Nos próximos dias será publicado o edital de licitação pública para a realização das obras de reforço da barragem, vertedouro, comportas e projeto paisagístico do Lago Igapó 2, na área central de Londrina. Segundo o secretário de Obras e vice-prefeito, Luiz Carlos Bracarense, a obra está orçada em R$ 1,5 milhão. Bracarense e o presidente da Autarquia Municipal do Ambiente (AMA), Luiz Eduardo Cheida, estiveram ontem na Câmara de Vereadores para esclarecer dúvidas sobre a obra.
O lago foi esvaziado em maio deste ano em função do comprometimento do vertedouro que apresentava rupturas e que, segundo o secretário de Obras, colocava em risco a ponte da transposição da Avenida Higienópolis, próxima ao Iate Clube.
Bracarense afirmou que até agora foram executadas as obras preliminares. A estrutura comprometida foi demolida; o solo mole (lodo) da área da barragem foi trocado por solo estrutural (argiloso) existente nas margens do lago (o lodo, por sua vez, foi colocado no lugar desse); e foi feita uma ensecadeira para isolar a área das obras e servir como base para o novo vertedouro.
Essa estrutura ficará a cerca de 90 metros de distância da ponte da Avenida Higienópolis e será feita em forma de escada. Segundo Bracarense, o vertedouro foi retirado de debaixo da ponte porque ela não suporta mais os esforços a que está submetida (tráfego de carros e água). A barragem existente será reforçada e ampliada.

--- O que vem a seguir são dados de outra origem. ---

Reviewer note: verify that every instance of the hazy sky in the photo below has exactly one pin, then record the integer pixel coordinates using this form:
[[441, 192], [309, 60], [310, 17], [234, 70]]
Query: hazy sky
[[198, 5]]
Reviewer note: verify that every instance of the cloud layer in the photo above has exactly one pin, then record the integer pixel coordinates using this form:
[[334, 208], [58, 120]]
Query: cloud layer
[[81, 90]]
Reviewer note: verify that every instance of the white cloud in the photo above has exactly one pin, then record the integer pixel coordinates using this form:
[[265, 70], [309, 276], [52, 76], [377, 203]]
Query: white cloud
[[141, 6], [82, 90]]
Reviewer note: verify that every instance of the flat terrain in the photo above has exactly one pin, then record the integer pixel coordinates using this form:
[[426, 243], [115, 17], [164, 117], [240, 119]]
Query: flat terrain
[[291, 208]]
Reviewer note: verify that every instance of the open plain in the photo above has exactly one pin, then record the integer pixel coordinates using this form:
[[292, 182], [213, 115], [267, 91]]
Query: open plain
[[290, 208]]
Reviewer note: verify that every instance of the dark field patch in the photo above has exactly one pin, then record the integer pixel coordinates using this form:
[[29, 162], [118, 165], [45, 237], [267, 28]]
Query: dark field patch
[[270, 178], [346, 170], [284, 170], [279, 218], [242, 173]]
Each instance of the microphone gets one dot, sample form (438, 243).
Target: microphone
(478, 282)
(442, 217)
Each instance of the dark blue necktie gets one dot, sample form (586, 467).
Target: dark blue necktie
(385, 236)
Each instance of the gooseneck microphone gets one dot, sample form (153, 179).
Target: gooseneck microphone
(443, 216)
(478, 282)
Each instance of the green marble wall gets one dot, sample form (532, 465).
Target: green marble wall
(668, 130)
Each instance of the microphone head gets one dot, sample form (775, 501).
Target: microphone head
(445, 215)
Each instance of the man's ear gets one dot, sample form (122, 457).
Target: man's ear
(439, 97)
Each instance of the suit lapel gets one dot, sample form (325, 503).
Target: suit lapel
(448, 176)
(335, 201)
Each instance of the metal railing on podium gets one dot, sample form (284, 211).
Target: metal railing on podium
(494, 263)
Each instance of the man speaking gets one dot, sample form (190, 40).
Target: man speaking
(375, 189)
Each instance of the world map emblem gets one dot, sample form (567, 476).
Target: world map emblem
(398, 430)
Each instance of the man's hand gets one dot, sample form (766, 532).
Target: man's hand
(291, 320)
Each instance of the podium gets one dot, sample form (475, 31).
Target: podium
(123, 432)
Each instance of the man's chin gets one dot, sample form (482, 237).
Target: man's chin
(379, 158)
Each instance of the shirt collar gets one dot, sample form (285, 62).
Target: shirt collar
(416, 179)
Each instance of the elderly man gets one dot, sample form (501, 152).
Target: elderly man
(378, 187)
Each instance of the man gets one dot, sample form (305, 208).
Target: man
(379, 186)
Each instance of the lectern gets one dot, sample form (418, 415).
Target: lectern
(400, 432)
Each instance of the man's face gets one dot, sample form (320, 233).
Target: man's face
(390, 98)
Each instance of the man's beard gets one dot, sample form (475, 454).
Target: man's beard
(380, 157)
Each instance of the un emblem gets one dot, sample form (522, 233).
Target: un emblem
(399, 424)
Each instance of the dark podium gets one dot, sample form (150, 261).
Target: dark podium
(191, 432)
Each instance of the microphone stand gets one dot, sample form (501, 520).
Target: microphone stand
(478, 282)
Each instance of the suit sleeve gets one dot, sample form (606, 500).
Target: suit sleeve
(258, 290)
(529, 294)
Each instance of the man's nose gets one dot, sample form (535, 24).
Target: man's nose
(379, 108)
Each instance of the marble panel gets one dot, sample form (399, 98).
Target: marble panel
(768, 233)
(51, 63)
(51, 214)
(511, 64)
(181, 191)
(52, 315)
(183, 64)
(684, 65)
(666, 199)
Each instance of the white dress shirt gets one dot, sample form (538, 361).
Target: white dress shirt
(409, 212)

Na região entre o vertedouro e a ponte da Avenida Higienópolis será formada uma espécie de lagoa permitindo o tráfego de pequenas embarcações entre os lagos 1 e 2. Mirante e pista de caminhada estão contemplados no projeto. Os vereadores questionaram a participação da Sanepar nos custos das obras, já que a empresa é uma das grandes assoreadoras do lago. Bracarense disse que o prefeito Nedson Micheleti (PT) encaminhou ofício à Sanepar notificando sua participação com serviços e custos das obras, em torno de R$ 1 milhão.
Porém, segundo o secretário de Obras, a empresa ainda não respondeu ao ofício. A AMA aguarda análise do solo feita pelo Instituto Ambiental do Paraná (IAP), mas extra-oficialmente, segundo Cheida, há informações da presença de todo tipo de metal pesado.